Brain Computer Interface
ADDPMP655A direct communication pathway between the brain’s electrical activity and an external device, most commonly a computer or robotic limb. BCIs are often directed at researching, mapping, assisting, augmenting, or repairing human cognitive or sensory-motor functions. Implementations of BCIs range from non-invasive (EEG, MEG, EOG, MRI) and partially invasive (ECoG and endovascular) to invasive (microelectrode array), based on how close electrodes get to brain tissue. Due to the cortical plasticity of the brain, signals from implanted prostheses can, after adaptation, be handled by the brain like natural sensor or effector channels. Following years of animal experimentation, the first neuroprosthetic devices implanted in humans appeared in the mid-1990s.

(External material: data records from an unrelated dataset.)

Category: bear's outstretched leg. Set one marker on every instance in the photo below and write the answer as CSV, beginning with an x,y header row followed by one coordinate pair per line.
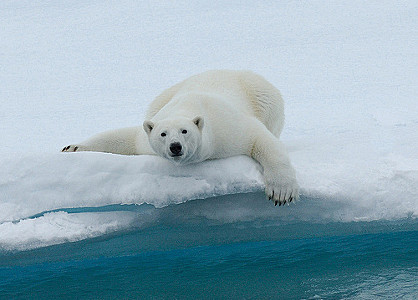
x,y
126,141
279,175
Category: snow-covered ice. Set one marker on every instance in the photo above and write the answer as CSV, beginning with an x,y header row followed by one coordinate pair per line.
x,y
347,71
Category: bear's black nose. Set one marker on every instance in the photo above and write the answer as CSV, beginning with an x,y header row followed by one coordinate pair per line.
x,y
175,148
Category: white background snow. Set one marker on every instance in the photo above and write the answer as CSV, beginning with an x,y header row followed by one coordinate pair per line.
x,y
69,69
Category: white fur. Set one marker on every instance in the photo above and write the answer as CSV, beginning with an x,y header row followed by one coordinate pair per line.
x,y
215,114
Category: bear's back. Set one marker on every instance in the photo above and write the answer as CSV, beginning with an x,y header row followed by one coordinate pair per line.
x,y
244,90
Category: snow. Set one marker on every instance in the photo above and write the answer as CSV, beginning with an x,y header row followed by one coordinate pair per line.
x,y
347,71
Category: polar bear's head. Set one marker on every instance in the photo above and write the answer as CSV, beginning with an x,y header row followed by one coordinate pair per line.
x,y
176,139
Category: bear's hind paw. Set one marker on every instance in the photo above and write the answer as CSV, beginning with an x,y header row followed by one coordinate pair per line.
x,y
70,148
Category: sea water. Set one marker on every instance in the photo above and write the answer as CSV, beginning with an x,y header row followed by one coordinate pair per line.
x,y
177,255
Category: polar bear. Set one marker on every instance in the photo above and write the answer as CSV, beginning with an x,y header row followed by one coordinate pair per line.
x,y
216,114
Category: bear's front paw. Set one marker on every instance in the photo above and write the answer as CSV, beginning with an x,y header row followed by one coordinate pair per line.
x,y
281,189
70,148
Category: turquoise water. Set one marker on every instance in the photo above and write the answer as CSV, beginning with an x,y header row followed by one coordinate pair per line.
x,y
241,260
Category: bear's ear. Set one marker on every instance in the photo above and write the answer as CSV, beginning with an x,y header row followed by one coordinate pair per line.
x,y
148,126
198,122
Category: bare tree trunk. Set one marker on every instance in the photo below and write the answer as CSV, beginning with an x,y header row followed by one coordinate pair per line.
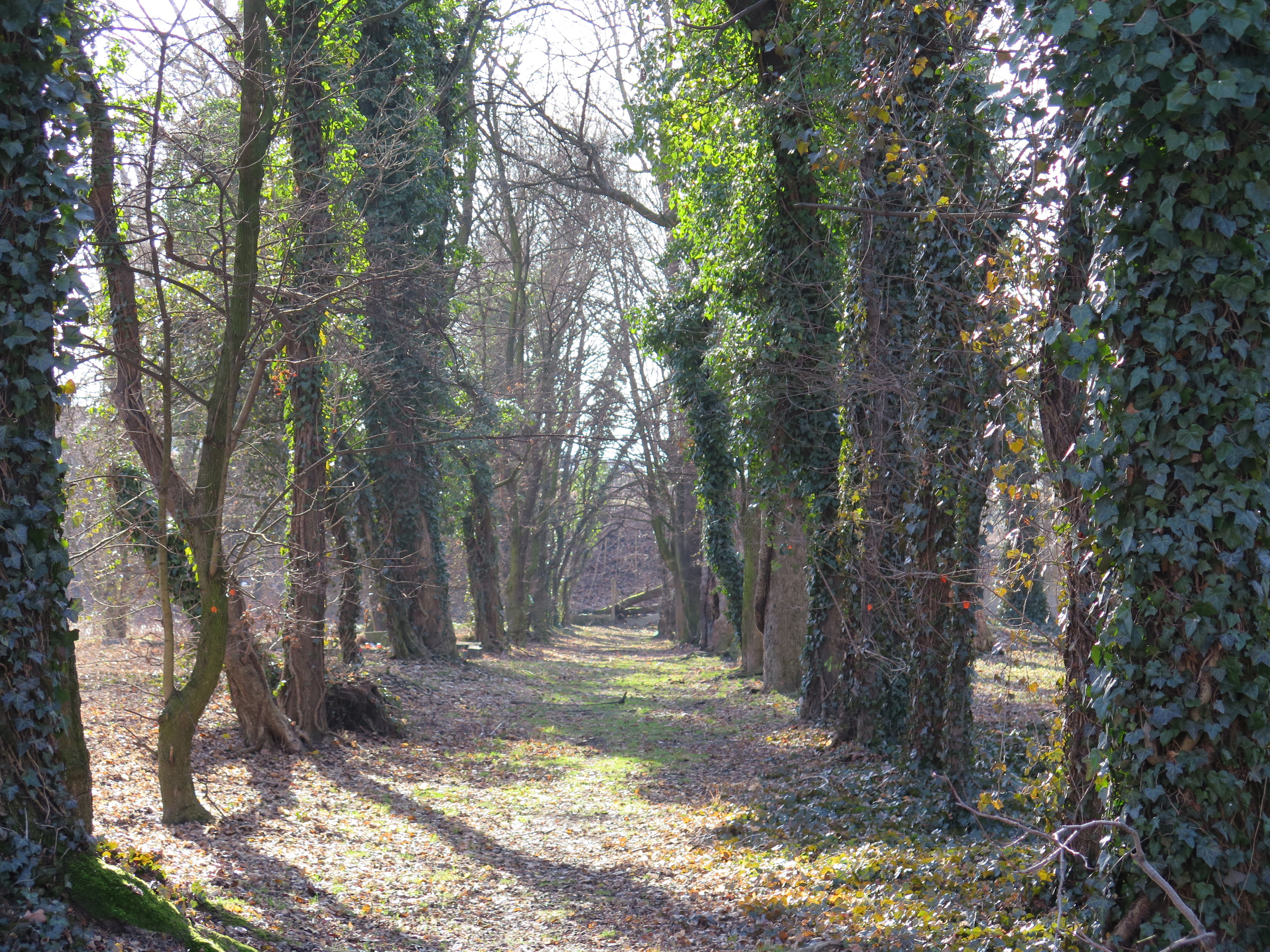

The history of brain–computer interfaces (BCIs) starts with German psychiatrist Hans Berger’s discovery of the electrical activity of the human brain and the development of electroencephalography (EEG) in the early 1920s. Berger recorded human brain activity by means of EEG to analyse the interrelation of alternations in his EEG wave diagrams with brain diseases. One of the earliest examples of a working brain-machine interface was the piece Music for Solo Performer (1965) by the American composer Alvin Lucier. The piece makes use of EEG and analog signal processing hardware (filters, amplifiers, and a mixing board) to stimulate acoustic percussion instruments. To perform the piece one must produce alpha waves and thereby “play” the various percussion instruments via loudspeakers which are placed near or directly on the instruments themselves. The term “brain–computer interface” was coined in scientific literature by computer scientist Jacques Vidal only in 1973, when research on BCIs began at the University of California, Los Angeles (UCLA), and the term appeared in 1973.
Recently, studies in human-computer interaction via the application of machine learning to statistical temporal features extracted from the frontal lobe (EEG brainwave) data has had high levels of success in classifying mental states (Relaxed, Neutral, Concentrating), mental emotional states (Negative, Neutral, Positive) and thalamocortical dysrhythmia (a theoretical framework in which neuroscientists try to explain the positive and negative symptoms induced by neuropsychiatric disorders like Parkinson’s Disease, neurogenic pain, visual snow syndrome, schizophrenia, obsessive–compulsive disorder, depressive disorder and epilepsy.)
Several laboratories have managed to record signals from monkey and rat cerebral cortices to operate BCIs to produce movement. Monkeys have navigated computer cursors on screen and commanded robotic arms to perform simple tasks simply by thinking about the task and seeing the visual feedback, but without any motor output. In May 2008 photographs that showed a monkey at the University of Pittsburgh Medical Center operating a robotic arm by thinking were published in a number of science journals and magazines. In 2020, American entrepreneur Elon Musk’s Neuralink was successfully implanted in a pig, announced in a widely viewed webcast. In 2021 Elon Musk announced that he had successfully enabled a monkey to play video games using Neuralink’s device.